Keduanya terdiam, larut dengan pikiran masing-masing. Sudah 2 bulan lebih mereka menghabiskan waktu hampir setiap hari untuk berdiskusi, menggodog sebuah acara besar yang sampai saat ini belum terlihat jelas gambarannya. Masing-masing sudah merasa capai. Kapan semua ini selesai?

Dua gadis ini bisa dikatakan paling niat dibanding dua orang lain dalam tim. Tim kecil ini berisi dua orang laki-laki dan dua orang perempuan. Seringnya dua laki-laki ini datang dan pergi. Terkadang dengan izin, tapi tak jarang juga tanpa keterangan.

“Kita harus bagaimana lagi bersikap dengan mereka Muti?
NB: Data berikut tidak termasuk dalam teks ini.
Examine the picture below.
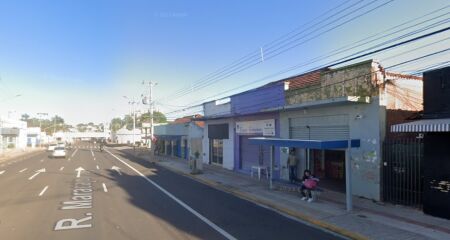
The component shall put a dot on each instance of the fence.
(402, 171)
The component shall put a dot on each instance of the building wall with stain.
(360, 79)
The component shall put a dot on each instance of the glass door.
(216, 151)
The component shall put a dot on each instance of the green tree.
(158, 117)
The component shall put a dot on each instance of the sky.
(77, 59)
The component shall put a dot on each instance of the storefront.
(342, 145)
(340, 119)
(218, 143)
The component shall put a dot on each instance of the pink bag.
(310, 183)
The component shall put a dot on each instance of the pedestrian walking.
(292, 164)
(309, 182)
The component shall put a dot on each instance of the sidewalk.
(8, 154)
(368, 220)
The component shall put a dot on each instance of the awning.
(426, 125)
(315, 144)
(310, 144)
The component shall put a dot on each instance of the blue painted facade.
(250, 106)
(259, 99)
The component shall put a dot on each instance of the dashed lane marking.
(183, 204)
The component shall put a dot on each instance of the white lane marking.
(117, 169)
(37, 173)
(43, 191)
(73, 154)
(78, 170)
(201, 217)
(104, 187)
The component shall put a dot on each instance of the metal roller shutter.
(333, 127)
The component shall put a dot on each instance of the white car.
(59, 152)
(51, 147)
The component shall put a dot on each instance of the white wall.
(228, 144)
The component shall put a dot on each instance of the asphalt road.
(112, 195)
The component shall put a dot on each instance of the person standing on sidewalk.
(292, 164)
(309, 182)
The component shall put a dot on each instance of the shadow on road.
(160, 206)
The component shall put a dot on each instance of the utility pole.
(40, 126)
(151, 84)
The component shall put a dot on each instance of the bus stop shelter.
(314, 144)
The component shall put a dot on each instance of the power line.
(252, 63)
(379, 50)
(350, 58)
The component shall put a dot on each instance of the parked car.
(58, 152)
(51, 147)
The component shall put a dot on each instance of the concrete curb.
(249, 197)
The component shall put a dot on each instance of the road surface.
(109, 195)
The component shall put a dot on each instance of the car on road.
(51, 147)
(58, 152)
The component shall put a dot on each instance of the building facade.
(182, 138)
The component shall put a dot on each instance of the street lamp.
(132, 102)
(40, 126)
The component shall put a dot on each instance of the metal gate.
(402, 174)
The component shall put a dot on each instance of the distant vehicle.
(58, 152)
(51, 147)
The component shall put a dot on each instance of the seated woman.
(309, 182)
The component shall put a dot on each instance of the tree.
(158, 117)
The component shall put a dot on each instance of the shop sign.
(264, 127)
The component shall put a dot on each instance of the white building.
(33, 136)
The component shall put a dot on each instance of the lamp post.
(151, 109)
(40, 126)
(132, 102)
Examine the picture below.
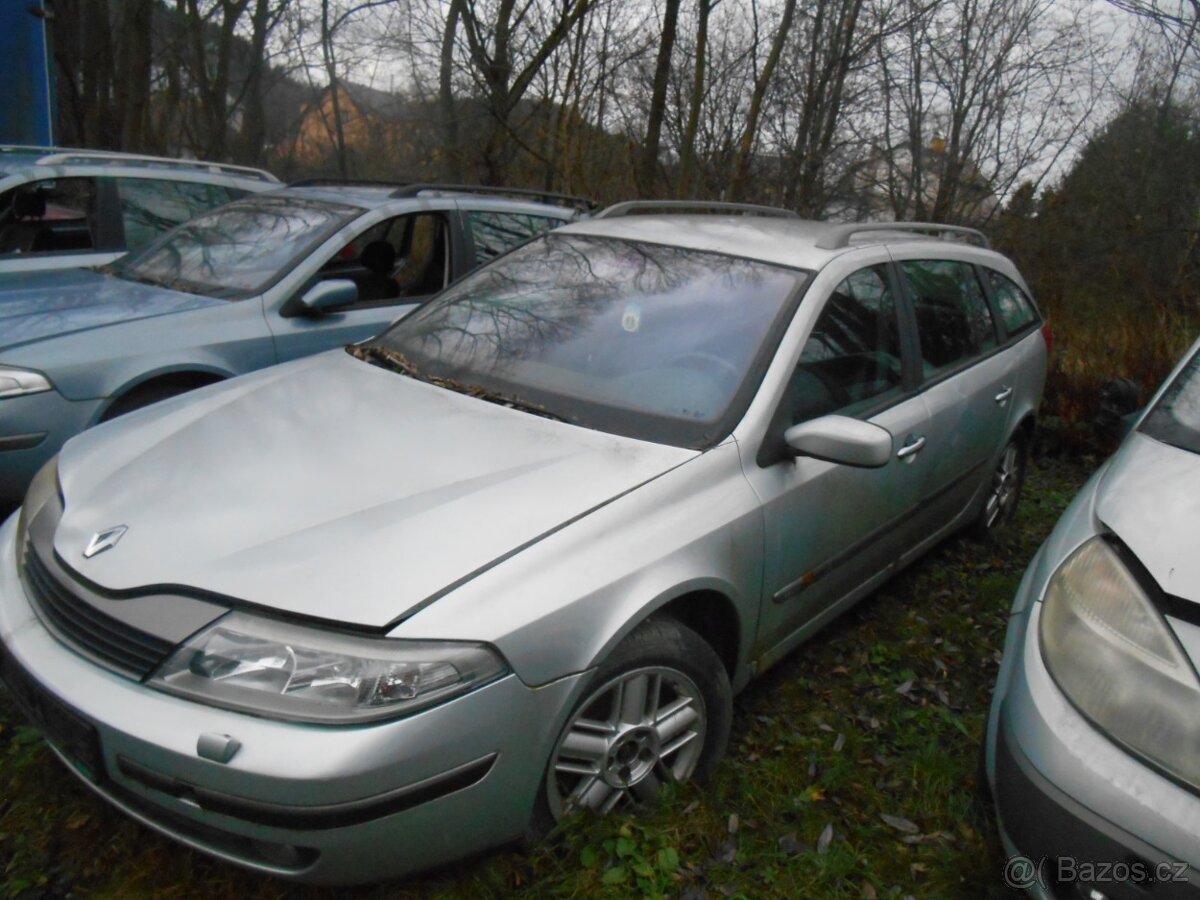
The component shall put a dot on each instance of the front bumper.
(33, 429)
(1075, 811)
(322, 804)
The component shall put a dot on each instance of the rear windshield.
(655, 342)
(239, 250)
(1175, 419)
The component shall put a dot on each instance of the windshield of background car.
(655, 342)
(239, 250)
(1175, 419)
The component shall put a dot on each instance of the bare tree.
(979, 94)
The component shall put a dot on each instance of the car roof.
(375, 195)
(59, 160)
(780, 239)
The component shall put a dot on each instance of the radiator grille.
(87, 629)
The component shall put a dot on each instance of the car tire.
(1003, 490)
(657, 711)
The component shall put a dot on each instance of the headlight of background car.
(1115, 658)
(299, 673)
(16, 382)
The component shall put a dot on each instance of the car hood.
(1150, 498)
(334, 489)
(39, 305)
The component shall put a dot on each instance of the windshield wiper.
(400, 363)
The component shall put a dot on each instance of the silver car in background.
(382, 607)
(65, 209)
(1093, 738)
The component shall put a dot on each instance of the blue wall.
(27, 96)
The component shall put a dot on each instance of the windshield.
(1175, 419)
(239, 250)
(654, 342)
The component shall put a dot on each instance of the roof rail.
(562, 199)
(838, 237)
(343, 183)
(83, 157)
(753, 209)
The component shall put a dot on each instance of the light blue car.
(263, 280)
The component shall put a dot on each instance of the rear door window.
(852, 359)
(954, 323)
(495, 233)
(1017, 311)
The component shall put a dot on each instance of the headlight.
(1115, 658)
(16, 382)
(286, 671)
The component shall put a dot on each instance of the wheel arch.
(165, 383)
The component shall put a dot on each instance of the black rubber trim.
(311, 817)
(1045, 825)
(814, 575)
(22, 442)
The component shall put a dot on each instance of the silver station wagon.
(377, 609)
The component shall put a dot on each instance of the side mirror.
(838, 438)
(329, 295)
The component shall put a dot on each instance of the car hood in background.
(48, 304)
(1150, 498)
(334, 489)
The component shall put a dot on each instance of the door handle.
(911, 449)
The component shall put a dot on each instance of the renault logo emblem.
(103, 540)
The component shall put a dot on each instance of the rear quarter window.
(954, 322)
(1015, 309)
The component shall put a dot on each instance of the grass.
(881, 715)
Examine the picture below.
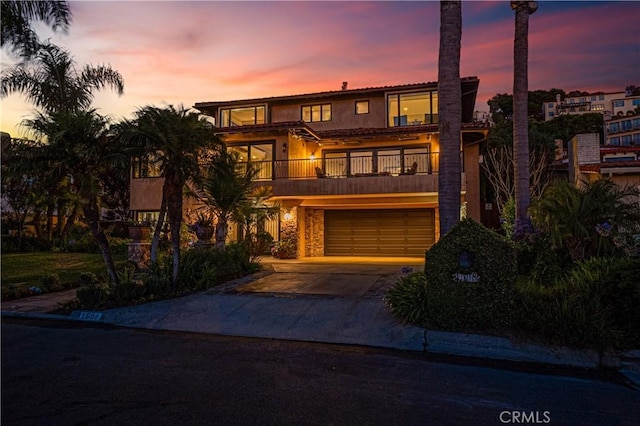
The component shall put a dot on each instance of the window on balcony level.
(260, 154)
(411, 109)
(314, 113)
(244, 116)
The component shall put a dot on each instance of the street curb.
(437, 342)
(34, 315)
(500, 348)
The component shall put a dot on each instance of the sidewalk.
(365, 321)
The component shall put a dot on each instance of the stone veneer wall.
(318, 233)
(314, 232)
(289, 229)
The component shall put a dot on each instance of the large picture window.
(412, 109)
(242, 116)
(260, 154)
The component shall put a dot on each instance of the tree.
(450, 110)
(225, 188)
(520, 98)
(19, 189)
(176, 140)
(577, 219)
(251, 216)
(80, 147)
(16, 18)
(52, 83)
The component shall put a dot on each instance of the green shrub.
(407, 298)
(94, 296)
(158, 279)
(201, 268)
(51, 282)
(471, 273)
(596, 305)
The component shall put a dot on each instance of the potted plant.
(285, 249)
(203, 227)
(140, 230)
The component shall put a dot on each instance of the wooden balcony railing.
(342, 167)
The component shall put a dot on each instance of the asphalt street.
(78, 374)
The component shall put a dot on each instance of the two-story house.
(355, 170)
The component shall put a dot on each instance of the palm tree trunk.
(70, 221)
(172, 192)
(450, 110)
(49, 229)
(520, 101)
(221, 230)
(92, 215)
(155, 241)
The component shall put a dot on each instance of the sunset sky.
(182, 52)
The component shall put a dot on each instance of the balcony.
(355, 175)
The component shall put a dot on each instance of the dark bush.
(597, 305)
(51, 282)
(471, 275)
(407, 298)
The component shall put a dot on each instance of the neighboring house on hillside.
(588, 160)
(610, 105)
(355, 170)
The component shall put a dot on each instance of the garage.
(406, 232)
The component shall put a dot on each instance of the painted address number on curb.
(90, 316)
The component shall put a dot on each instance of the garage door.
(378, 232)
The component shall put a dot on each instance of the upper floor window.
(407, 109)
(242, 116)
(362, 107)
(260, 154)
(146, 166)
(312, 113)
(614, 127)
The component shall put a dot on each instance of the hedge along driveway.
(24, 270)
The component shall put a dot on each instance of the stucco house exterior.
(355, 170)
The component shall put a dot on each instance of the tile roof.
(348, 92)
(601, 167)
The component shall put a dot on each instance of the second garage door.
(406, 232)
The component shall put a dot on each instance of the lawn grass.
(24, 270)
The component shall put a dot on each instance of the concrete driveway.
(351, 277)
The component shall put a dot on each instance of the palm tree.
(51, 82)
(520, 102)
(79, 147)
(176, 140)
(225, 189)
(16, 18)
(450, 110)
(575, 218)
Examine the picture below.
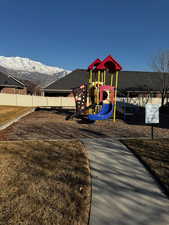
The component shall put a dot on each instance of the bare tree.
(160, 63)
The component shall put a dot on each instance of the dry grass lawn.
(43, 183)
(8, 113)
(155, 155)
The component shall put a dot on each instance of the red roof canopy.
(109, 63)
(94, 64)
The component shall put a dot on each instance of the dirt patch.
(8, 113)
(52, 125)
(44, 182)
(155, 155)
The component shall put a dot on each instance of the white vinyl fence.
(36, 101)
Aih, mahasiswa baru sebentar lagi udah mau masuk kampus lho. Sedangkan konsep acara kita untuk menyambut mereka belum tuntas juga. Padahal ini adalah momentum untuk menarik mereka bergabung ke Gamais.” Fika memecah kesunyian di antara mereka berdua dengan menyampaikan apa yang selama ini ia pendam. Kekhawatiran, akan waktu yang semakin sempit. Dan persiapan yang kurang matang.

Gagal merencanakan berarti merencanakan kegagalan. Begitulah kata pepatah yang pernah didengar oleh Fika. Dan ia pun mulai gelisah dengan keadaan dalam tim inti ini. Kurang komunikasi dan koordinasi, terutama dengan Agung dan Bagus, dua laki-laki yang tergabung dalam tim ini.

“Entahlah Fik, kita doakan saja mereka. Kita udah berusaha tegas sama mereka, udah sering mengingatkan tentang komitmen. Mungkin nanti bisa kita laporkan pada pengurus harian. kak Sofi atau siapa lah nanti.” Muti berusaha menenangkan Fika.

Obrolan berhenti sampai di situ. Keduanya kembali terdiam. Fika yang berjiwa sosial media sudah tenggelam dalam selancarnya di dunia maya. Sedangkan Muti, ia membuka-buka lagi file hasil diskusi terakhir sembari memikirkan hal-hal yang hendak ia evaluasi nanti.

“Mutiiiii…” panggil Fika dengan suara tertahan.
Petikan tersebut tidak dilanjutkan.